StatResp also supports the detection of outliers among clusters. Spatial clustering is done in StatResp on the basis of a set of static features specified by the user. Static features can be thought of as covariates that stay relatively constant over time. For example, the number of lanes on a roadway segment does not usually change. See the section on clustering to know how static features are used to cluster different spatial units together. However, despite exhibiting similar static features, units can have different arrival distributions for incidents. StatResp has a module for outlier detection, that aims to detect outliers within clusters.

There are different methods to detect outliers given the distribution $f$ and data $D$. The simplest approach is to create an empirical distribution using $X$ (observed counts, for example), and then select units that are some predefined distance away from the mean. However, this ignores the feature space entirely. As a result, the following procedure is adopted to detect outliers.

  • A distribution $f$ and a clustering algorithm $A$ is specified by the user.
  • The feature set is divided into static and dynamic features, represented by $w_s$ and $w_d$ respectively. The categorization is given by the user.
  • Spatial units are clustered into $q$ clusters (say) by $A$. Let the $j$th cluster be denoted by $C_j$.

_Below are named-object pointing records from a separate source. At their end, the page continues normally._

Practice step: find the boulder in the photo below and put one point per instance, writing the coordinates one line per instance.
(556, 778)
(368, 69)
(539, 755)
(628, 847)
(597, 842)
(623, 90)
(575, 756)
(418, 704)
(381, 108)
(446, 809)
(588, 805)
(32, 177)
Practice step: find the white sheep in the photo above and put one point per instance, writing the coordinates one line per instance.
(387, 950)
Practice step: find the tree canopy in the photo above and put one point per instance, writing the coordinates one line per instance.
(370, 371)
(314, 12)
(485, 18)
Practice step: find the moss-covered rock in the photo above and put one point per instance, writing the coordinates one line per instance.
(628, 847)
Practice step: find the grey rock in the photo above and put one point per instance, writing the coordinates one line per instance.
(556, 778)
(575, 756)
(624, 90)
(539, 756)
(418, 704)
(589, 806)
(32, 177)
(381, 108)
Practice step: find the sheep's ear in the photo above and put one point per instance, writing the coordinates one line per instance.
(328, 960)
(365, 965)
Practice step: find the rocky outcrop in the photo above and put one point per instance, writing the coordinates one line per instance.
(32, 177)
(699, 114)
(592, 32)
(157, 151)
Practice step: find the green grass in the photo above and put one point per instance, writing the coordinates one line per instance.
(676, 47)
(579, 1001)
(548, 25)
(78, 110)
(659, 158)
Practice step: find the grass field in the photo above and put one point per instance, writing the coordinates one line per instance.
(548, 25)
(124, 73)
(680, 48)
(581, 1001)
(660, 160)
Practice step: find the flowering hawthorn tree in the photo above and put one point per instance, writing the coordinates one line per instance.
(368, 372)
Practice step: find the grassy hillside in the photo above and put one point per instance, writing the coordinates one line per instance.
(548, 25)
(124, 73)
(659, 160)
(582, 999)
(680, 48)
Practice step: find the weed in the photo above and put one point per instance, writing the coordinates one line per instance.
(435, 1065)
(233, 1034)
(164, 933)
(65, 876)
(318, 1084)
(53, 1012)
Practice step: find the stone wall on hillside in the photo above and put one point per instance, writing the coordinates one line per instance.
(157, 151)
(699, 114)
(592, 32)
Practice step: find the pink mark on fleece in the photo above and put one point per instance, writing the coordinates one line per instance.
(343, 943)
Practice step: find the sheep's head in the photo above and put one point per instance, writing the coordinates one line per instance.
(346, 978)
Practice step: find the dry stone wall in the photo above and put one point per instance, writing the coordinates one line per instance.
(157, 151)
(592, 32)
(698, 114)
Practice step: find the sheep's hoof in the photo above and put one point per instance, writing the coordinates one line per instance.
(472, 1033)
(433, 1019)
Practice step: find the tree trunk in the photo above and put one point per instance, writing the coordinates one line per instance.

  • For a given cluster $C_i$, we look at each each unit $u_k \in C_i$, and calculate the mean density (or probabilistic mass) resulting from each observation from the said unit. This can be calculated as $$ m(u_{ik}) = \frac{\sum_{j=i}^{n}\unicode{x1D7D9}(x_j \in u_k)f(x_j|w)}{\sum_{j=i}^{n}\unicode{x1D7D9}(x_j \in u_k)(x_j)} $$
  • We then run the generalized extreme studentized deviate (ESD) test, which can be used to detect one or more outliers in a univariate data set that follows an approximately normal distribution. Note that for each cluster $C_i$, the elements of the vector $\{m(u_{i1}), m(u_{i2}) \dots\}$ follow a normal distribution in the limit since each observation is essentially the mean of a set of samples drawn from $f$.